2021-06-18

Il y a un mois, des agents du Département des enquêtes financières se sont rendus au bureau du portail d’information TUT.BY. Des propriétaires et des employés ont été arrêtés et une affaire pénale a été ouverte. Aujourd’hui, on a appris que le ministère de l’Intérieur du Bélarus a demandé de déclarer extrémistes les publications du portail, y compris sur les réseaux sociaux. Le 3 juin 2021, le ministère a envoyé une demande à cet effet au tribunal du district central de Minsk, le procès aura lieu le 24 juin.

TUT.BY considère que, si la demande est jugée recevable par le tribunal, cette décision affectera sensiblement les lecteurs du portail. En 20 ans de son existence, des millions de personnes ont partagé ses publications, par exemple, sur les réseaux sociaux ou sur des forums. Si ces publications ne sont pas supprimées, elles peuvent être déclarées la diffusion d’informations extrémistes car elles restent disponibles sur Internet même si elles ont été publiées il y a 10 ans. Ainsi, pratiquement n’importe quel lecteur pourrait être traduit en justice à tout moment.

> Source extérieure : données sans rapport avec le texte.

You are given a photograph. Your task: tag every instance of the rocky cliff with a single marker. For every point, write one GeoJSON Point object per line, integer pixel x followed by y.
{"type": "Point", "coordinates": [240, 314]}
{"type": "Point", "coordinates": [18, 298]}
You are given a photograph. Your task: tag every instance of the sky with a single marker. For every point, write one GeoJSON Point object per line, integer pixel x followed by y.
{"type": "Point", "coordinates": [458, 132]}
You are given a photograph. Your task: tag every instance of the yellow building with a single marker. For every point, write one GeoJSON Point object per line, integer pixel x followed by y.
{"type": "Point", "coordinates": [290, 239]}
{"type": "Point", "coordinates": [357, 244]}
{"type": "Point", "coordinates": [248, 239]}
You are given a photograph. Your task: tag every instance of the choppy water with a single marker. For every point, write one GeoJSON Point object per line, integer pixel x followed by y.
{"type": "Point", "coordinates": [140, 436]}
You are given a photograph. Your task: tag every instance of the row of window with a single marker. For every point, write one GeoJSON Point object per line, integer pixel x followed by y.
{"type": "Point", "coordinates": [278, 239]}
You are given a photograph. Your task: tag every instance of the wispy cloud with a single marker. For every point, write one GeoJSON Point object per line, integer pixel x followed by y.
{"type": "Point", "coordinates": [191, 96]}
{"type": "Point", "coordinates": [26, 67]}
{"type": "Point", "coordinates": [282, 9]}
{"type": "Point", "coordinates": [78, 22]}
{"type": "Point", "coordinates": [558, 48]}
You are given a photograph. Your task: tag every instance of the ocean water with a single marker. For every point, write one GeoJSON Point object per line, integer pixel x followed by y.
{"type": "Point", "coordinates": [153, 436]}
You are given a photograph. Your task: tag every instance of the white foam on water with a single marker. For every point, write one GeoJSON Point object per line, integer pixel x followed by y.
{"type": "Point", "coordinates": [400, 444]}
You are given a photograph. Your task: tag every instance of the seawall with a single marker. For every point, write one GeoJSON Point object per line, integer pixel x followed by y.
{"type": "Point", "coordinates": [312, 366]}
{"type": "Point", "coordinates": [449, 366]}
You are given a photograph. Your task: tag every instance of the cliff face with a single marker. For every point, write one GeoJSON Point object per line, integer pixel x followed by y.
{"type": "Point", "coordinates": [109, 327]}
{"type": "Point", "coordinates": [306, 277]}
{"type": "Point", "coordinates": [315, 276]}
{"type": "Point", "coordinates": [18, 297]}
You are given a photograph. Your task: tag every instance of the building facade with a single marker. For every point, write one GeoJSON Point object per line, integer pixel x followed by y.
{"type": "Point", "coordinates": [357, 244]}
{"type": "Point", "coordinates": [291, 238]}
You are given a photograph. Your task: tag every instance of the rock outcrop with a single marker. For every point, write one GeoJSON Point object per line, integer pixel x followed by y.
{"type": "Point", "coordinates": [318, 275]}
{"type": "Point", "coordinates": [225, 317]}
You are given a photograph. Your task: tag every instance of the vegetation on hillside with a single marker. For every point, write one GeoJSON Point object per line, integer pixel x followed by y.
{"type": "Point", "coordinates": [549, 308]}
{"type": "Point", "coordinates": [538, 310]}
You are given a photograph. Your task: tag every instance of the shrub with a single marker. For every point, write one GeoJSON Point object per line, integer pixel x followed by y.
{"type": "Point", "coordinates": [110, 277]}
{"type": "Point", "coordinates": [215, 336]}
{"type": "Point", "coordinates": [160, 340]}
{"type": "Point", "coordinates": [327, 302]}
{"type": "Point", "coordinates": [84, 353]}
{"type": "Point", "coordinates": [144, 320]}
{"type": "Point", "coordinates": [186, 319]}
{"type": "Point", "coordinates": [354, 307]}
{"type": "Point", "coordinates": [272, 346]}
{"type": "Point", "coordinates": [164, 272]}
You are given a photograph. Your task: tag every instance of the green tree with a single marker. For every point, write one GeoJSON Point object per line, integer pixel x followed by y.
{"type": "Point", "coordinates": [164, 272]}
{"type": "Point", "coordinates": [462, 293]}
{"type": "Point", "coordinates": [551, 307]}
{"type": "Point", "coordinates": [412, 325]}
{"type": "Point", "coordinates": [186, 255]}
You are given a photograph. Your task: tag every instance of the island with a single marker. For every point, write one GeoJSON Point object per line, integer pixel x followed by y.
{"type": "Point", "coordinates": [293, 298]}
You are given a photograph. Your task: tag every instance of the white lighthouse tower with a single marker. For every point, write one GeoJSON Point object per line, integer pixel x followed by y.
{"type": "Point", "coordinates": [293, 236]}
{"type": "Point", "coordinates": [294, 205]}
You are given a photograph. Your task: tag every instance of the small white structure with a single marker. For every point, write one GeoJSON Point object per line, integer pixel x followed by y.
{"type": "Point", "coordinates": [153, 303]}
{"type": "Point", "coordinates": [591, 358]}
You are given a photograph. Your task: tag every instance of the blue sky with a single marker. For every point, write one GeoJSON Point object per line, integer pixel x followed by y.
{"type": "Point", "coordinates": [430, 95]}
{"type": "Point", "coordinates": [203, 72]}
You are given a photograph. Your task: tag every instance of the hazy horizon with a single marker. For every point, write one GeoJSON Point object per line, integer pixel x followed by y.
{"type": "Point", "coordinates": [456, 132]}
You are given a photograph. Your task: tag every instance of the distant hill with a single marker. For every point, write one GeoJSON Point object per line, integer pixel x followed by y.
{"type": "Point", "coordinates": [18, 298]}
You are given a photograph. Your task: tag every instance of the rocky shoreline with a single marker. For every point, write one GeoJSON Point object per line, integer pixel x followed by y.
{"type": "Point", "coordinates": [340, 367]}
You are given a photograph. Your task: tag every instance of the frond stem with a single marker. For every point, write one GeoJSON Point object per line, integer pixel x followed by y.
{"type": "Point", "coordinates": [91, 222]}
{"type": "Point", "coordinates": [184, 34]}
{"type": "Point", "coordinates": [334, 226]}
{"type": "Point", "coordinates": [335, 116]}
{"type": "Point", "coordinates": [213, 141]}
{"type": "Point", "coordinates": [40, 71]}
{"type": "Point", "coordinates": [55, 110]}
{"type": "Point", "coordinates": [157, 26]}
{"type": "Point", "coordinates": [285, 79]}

De plus, déclarer TUT.BY média extrémiste est une énorme menace pour la plupart des autres médias et sites Web du pays, qui ont souvent partagé ou cité les publications du portail. Même les médias d’État, y compris la presse écrite et les chaînes de télévision, ont fait référence à TUT.BY. Toute personne impliquée dans une telle diffusion peut alors être reconnue coupable de distribution d’informations extrémistes et des médias gênants pourront être fermés.

Depuis le début des manifestations en août 2020 au Bélarus, les journalistes subissent de fortes pressions de la part des autorités – ils sont tabassés, arrêtés, poursuivis en justice pénale ; l’accréditation leur est refusée, y compris à des représentants de médias étrangers. Le ministre des Affaires étrangères du Bélarus Uladzimir Makeï a justifié le refus d’accréditer des journalistes de TASS [agence de presse russe – ndlt] à Minsk, qui travaillaient dans le pays depuis longtemps, par le fait qu’ils ne remplissaient pas les conditions requises pour des journalistes étrangers au Bélarus.